For the past five years, the school and the association’s members have teamed up to create a children’s garden at the elementary campus. The garden is used as a learning tool, a way to introduce children to a variety of vegetables, and a way to encourage healthier eating choices. The HC Master Gardeners submitted the South Athens Children’s Garden project in a statewide contest held by the Texas Master Gardener Association. The results just came in, and the county chapter was awarded first place among mid-sized groups for their “exemplary work” in 2013 with the children’s garden.
Master Gardeners Bill and Marie Hancock were at South Athens on Thursday teaching students a lesson on how compost is created and how it benefits the soil. Children also had an opportunity to pick the tomatoes and peppers (no hot varieties) that continue to grow from their spring planting.
“We really have three different gardens here,” explained Mr. Hancock just before the children arrived. “We have a vegetable garden, a flower garden in the tubs, and a butterfly garden.”
The vegetable garden, which is planted in the spring and fall, includes tomatoes, peppers, green beans, kale, broccoli, Swiss chard, snow peas, cabbage and cauliflower. The container garden includes purple heart, flowering garlic and onions, and candy lily. The butterfly garden is a dense growth of passionflower vines around a perimeter fence. The vines’ beautiful, exotic blooms attract the bright orange gulf fritillary butterfly, which lays its eggs on the vine. The eggs become caterpillars, a caterpillar becomes a chrysalis and, eventually, a butterfly emerges from the chrysalis. Students have been able to see this cycle unfold.
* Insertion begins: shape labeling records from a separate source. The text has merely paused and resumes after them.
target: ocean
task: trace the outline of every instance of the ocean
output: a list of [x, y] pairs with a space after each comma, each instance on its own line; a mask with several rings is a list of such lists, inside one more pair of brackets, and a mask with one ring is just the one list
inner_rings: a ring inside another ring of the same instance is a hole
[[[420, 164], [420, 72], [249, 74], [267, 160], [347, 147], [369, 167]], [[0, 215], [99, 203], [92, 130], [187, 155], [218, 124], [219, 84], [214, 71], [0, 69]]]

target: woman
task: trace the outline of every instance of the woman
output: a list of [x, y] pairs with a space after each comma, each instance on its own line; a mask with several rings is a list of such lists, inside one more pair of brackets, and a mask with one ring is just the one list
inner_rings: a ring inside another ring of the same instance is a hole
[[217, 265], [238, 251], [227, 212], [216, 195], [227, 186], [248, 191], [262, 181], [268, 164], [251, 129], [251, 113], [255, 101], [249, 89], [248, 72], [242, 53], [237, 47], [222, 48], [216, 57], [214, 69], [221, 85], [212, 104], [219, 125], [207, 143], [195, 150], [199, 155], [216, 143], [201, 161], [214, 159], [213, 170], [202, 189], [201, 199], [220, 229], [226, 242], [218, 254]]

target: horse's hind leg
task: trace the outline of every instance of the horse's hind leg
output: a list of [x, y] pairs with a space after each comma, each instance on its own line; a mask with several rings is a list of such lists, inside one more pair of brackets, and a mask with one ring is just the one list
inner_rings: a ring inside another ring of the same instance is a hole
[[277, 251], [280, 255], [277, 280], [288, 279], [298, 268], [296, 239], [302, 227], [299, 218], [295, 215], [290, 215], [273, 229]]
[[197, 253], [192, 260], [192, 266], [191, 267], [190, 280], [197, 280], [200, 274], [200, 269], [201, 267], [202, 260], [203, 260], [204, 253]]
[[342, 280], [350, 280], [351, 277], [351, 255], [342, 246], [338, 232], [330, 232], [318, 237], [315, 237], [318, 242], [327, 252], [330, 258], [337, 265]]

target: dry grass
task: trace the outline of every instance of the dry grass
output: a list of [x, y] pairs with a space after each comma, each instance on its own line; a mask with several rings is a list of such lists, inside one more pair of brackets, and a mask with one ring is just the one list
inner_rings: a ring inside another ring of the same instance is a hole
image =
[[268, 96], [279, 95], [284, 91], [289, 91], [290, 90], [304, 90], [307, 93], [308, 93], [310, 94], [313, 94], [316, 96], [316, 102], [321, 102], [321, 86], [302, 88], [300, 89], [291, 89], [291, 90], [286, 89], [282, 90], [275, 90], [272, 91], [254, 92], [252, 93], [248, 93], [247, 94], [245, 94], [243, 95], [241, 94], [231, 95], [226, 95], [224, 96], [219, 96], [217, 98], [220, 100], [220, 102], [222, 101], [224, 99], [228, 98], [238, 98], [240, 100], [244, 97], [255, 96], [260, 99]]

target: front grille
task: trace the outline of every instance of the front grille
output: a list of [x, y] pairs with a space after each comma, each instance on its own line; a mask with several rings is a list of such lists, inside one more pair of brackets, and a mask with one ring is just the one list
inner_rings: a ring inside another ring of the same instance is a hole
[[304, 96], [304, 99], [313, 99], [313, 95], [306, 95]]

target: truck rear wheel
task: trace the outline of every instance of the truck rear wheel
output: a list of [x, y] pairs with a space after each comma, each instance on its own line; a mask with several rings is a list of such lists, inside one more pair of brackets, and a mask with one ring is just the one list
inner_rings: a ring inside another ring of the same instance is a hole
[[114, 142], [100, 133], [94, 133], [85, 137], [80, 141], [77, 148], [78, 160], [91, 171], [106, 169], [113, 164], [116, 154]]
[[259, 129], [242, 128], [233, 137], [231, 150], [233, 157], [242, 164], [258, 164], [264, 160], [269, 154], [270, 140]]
And, as a bonus, they have watched a garden spider, spin and re-spin its web, produce an egg sack and — like the classic tale of “Charlotte’s Web” — disappear soon after.
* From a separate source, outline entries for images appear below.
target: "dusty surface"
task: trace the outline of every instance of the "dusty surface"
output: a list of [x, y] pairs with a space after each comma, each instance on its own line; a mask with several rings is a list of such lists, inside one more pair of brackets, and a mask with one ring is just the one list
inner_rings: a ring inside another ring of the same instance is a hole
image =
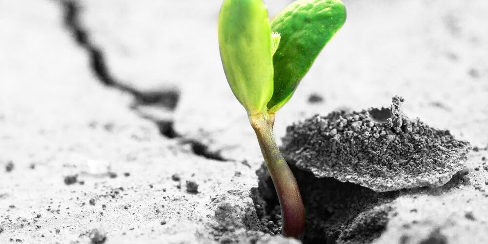
[[[290, 1], [268, 1], [271, 15]], [[320, 237], [345, 242], [487, 242], [488, 3], [345, 1], [346, 24], [278, 114], [277, 137], [398, 95], [409, 117], [476, 151], [459, 181], [399, 191], [388, 207], [339, 204], [340, 222], [308, 208], [322, 218], [312, 226], [346, 223]], [[0, 243], [286, 241], [249, 230], [262, 160], [221, 67], [220, 1], [76, 2], [0, 0]]]
[[440, 186], [465, 167], [469, 142], [389, 107], [316, 115], [286, 128], [282, 150], [317, 178], [333, 177], [376, 191]]

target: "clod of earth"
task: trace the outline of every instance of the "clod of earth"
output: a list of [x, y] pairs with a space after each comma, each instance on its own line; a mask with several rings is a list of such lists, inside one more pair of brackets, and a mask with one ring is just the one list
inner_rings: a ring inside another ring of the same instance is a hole
[[186, 192], [190, 193], [198, 193], [198, 184], [193, 181], [186, 181]]
[[286, 129], [284, 155], [318, 178], [333, 177], [378, 192], [438, 186], [465, 167], [469, 143], [389, 108], [315, 115]]
[[76, 183], [78, 181], [78, 175], [68, 175], [64, 177], [64, 183], [70, 185]]
[[11, 172], [13, 170], [14, 167], [14, 163], [12, 161], [9, 161], [7, 163], [7, 164], [5, 165], [5, 171], [7, 172]]
[[107, 240], [106, 233], [98, 229], [93, 229], [88, 233], [88, 238], [92, 244], [102, 244]]

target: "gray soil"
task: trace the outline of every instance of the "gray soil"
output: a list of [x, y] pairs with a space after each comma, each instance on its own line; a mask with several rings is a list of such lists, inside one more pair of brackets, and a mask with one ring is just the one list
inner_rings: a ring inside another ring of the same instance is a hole
[[463, 169], [468, 142], [391, 105], [316, 115], [286, 129], [287, 161], [316, 177], [333, 177], [376, 191], [439, 186]]
[[[273, 16], [291, 1], [265, 1]], [[473, 149], [444, 185], [385, 192], [292, 166], [304, 241], [488, 242], [488, 2], [345, 2], [276, 138], [398, 95], [405, 114]], [[0, 243], [299, 243], [276, 234], [274, 189], [256, 173], [219, 54], [221, 4], [0, 0]]]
Asked about their favorite parts of the garden, second- and first-graders covered the bases, offering with great enthusiasm: “The butterflies!” “The spider!” “The food!”
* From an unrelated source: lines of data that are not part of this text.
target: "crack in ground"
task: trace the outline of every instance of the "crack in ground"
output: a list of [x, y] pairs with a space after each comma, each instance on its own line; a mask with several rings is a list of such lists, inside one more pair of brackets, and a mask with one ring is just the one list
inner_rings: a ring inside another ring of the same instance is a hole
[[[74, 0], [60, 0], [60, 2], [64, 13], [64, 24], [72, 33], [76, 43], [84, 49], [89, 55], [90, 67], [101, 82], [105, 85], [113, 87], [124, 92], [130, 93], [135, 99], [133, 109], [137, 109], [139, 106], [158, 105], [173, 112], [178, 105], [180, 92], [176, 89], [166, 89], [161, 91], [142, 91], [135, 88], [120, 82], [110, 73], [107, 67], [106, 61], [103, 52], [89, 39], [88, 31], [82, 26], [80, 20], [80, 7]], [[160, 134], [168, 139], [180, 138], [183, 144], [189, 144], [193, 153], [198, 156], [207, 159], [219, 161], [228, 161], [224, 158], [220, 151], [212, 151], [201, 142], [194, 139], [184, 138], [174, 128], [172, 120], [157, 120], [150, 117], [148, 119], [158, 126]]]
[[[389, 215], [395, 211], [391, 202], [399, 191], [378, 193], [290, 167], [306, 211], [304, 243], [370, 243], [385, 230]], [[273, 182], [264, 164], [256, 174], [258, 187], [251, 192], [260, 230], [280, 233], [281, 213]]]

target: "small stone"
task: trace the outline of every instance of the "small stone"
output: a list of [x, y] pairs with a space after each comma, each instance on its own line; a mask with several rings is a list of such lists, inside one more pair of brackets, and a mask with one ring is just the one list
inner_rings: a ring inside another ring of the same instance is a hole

First-grade teacher Nikki Enoch said several of her students will pick tomatoes and eat them in the classroom. She has seen the garden make a positive difference in what her students eat at school. “I’ve seen it improve their choices at lunch,” she said. “If they’re introduced to new things, they may ask for it when they’re home or at the grocery store, too. I’ve had kids eat kale and say, ‘That’s not bad. That’s what salad tastes like?’”
South Athens was recently awarded $10,000 by the Seeds of Change Grant Program. The school plans to use those funds to add raised gardens, individual garden areas for classes, and build a gazebo as an outdoor learning center for students.